L’equilibrio dei poteri e il rischio «democratura»

ITALIA. Le democrazie contemporanee sono basate su tre pilastri: il potere legislativo, quello esecutivo, quello giudiziario.

Il primo è espressione della volontà popolare, al secondo spetta di rendere concrete le scelte dei cittadini, il terzo garantisce la legalità dell’esercizio del potere politico (tanto quello legislativo, quanto sull’operato dei governi). Il raccordo e l’equilibrio dei poteri costituzionali sono assegnati, nel nostro ordinamento, al Presidente della Repubblica. Le società non sono immobili, di conseguenza – anche in presenza di un tessuto costituzionale dato – possono verificarsi sbilanciamenti o distorsioni.
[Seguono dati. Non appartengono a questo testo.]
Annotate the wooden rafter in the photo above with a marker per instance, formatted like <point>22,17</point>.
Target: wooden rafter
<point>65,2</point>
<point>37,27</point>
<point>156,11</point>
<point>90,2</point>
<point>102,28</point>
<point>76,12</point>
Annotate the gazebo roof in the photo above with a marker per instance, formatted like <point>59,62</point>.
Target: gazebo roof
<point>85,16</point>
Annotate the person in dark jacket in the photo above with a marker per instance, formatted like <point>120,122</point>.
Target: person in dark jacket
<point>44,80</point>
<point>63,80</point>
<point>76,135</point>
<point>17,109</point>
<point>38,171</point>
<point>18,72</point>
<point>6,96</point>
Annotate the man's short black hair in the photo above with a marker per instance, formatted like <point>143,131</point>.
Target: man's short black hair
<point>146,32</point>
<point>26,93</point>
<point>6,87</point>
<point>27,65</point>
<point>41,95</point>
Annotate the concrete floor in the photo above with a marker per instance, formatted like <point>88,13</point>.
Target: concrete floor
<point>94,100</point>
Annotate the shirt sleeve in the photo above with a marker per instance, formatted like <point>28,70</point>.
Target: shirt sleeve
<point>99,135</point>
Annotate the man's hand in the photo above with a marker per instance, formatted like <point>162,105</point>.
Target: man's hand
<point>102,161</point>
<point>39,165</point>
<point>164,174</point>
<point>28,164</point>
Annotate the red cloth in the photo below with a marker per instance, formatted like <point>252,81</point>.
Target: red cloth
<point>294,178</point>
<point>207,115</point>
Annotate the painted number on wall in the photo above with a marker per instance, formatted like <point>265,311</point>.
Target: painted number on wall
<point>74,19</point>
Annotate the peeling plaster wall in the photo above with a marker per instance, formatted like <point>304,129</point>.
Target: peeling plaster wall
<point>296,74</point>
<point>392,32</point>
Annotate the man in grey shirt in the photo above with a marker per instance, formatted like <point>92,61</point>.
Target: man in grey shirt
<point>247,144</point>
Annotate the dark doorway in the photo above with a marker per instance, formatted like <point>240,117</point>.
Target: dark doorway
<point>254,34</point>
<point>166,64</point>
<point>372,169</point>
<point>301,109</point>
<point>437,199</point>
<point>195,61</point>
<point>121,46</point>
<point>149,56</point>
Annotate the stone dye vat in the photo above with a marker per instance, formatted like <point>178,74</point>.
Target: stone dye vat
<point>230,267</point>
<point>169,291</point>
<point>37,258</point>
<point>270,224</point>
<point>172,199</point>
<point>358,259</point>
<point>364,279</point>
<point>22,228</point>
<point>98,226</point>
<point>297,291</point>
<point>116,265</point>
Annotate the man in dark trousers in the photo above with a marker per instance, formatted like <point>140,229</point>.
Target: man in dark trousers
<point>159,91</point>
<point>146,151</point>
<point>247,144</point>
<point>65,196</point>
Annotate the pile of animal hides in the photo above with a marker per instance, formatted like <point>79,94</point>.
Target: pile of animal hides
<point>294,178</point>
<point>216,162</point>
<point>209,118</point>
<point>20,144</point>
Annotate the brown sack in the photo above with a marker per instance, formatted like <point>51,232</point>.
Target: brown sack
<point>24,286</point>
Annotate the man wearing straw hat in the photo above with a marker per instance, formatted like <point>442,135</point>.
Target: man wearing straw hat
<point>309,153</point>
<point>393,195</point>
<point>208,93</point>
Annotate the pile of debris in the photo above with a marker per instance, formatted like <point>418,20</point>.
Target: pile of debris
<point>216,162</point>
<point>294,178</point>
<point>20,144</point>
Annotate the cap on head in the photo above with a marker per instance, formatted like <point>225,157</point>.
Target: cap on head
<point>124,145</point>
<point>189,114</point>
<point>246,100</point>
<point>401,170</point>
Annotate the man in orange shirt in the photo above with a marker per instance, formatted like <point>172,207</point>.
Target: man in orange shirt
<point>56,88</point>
È quello che sembra stia accadendo nel nostro Paese. A darne contezza è illuminante è un episodio a prima vista marginale, ma estremamente preoccupante nella sostanza e nella forma. Dopo la decisione della Procura di Genova di imporre gli arresti domiciliari al presidente della Regione Liguria, il ministro della Giustizia è intervenuto, criticando – in un’intervista televisiva – l’operato dei pubblici ministeri. Una mossa che non ha precedenti nella storia repubblicana. L’operato del ministro Nordio, oltre ad essere irrituale sul piano della forma e inammissibile nella sostanza, è la spia di un preoccupante indirizzo dell’attuale governo. Gli interventi di esponenti (di spicco o di seconda linea) dell’esecutivo sono sovente tesi a comprimere qualunque dissenso e tenere in non cale il limite del potere esecutivo.

L’insieme delle scelte del governo sono orientate a raggiungere tre obiettivi: il rafforzamento dei poteri del presidente del Consiglio dei ministri, la riforma della magistratura, lo snaturamento del rapporto tra Stato e Regioni. Non a caso ciascuna di esse rappresenta il cavallo di battaglia dei tre partiti di governo: accentramento dei poteri nelle mani del presidente del Consiglio (Fratelli d’Italia); divisione delle carriere nella magistratura (Forza Italia); spaccatura del Paese sul piano delle risorse dei servizi da erogare ai cittadini (Lega).

Su questi fronti il governo sembra disposto ad andare avanti ad ogni costo. Come si sa, tanto l’elezione diretta del presidente del Consiglio, quanto la riforma della magistratura, implicando modifiche della Costituzione, sono soggette ad un procedimento «rafforzato». Poiché è impossibile (con i «numeri» presenti in Parlamento), che la maggioranza arrivi ai due terzi dei componenti di ciascuna Camera, si andrà incontro ai referendum popolari.

Tutto ciò rappresenta un azzardo sul piano politico e una evidente forzatura sul piano del «costume» istituzionale.

Le Costituzioni, nelle democrazie, rappresentano il fondamento del patto civile e delle regole di base. Procedere a riformarle, in tutto o in parte, è assolutamente legittimo, ma dovrebbe essere prodotto di accordo anche con le minoranze presenti in Parlamento. Altrimenti si alimenta il criterio che coloro che vincono una elezione possono cambiare tutto ciò che ad essi è sgradito. Valga per tutte la proposta di «premierato».

Così come congegnata, essa finisce per esautorare totalmente il ruolo del Presidente della Repubblica. In merito non basta dire che il Capo dello Stato – a norma dell’articolo 92 della Costituzione – nomina il presidente del Consiglio e, su sua indicazione, i ministri. Non bisogna essere dei raffinati giuristi per capire che – per quanto attiene al Presidente della Repubblica – la riforma proposta lo confina a semplice esecutore.

L’impressione complessiva che si percepisce dalle quotidiane affermazioni del premier e dei suoi alleati è quella di una mirata e ben congegnata operazione di concentrazione delle scelte nelle mani di una maggioranza «pigliatutto». Di questo passo si rischia di arrivare ad una «democratura».